# Interesting Point of View (Modern Classical vs Classical)



## LordBlackudder (Nov 13, 2010)

Found in my inbox this morning. What do you guys make of it?


----------



## EdwardBast (Nov 25, 2013)

Lame drivel, especially his alleged "definition" of classical music. Not worth the trouble to go further.


----------



## Pugg (Aug 8, 2014)

> Found in my inbox this morning. What do you guys make of it?


This discussion will go on forever and ever and ever


----------



## Sloe (May 9, 2014)

I thought the modern example would be something more crazy sounding but it was some video game music.


----------



## Guest (Feb 14, 2017)

Sloe said:


> I thought the modern example would be something more crazy sounding but it was some video game music.


There was no way the OP would have posted it otherwise, if you think about it.


----------



## millionrainbows (Jun 23, 2012)

Actually, the second piece sounded like the theme to "The Young and the Restless."

It had hints of sentimentality, Fur Elise did not.
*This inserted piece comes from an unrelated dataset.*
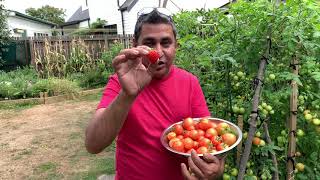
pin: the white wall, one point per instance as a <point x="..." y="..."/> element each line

The difference is subtle, but it is there.

Argument #2 rebuttal: "Film music" is music made & edited to fit as an accompaniment. The intent and utility is the difference, even if it is not obvious.

Music "by itself," i.e., as not an accompaniment to dramatic action or a social function, did not appear until the nineteenth century, in the concert hall.

Argument #3: If the questioner could not hear this difference in the two cited examples, then I shall not proceed.

Argument #6: Ultimately, music idea and substance must be the criterion.

Argument #7: Complexity is a factor, viewed in light of the fact that repetition is typical of popular music.


----------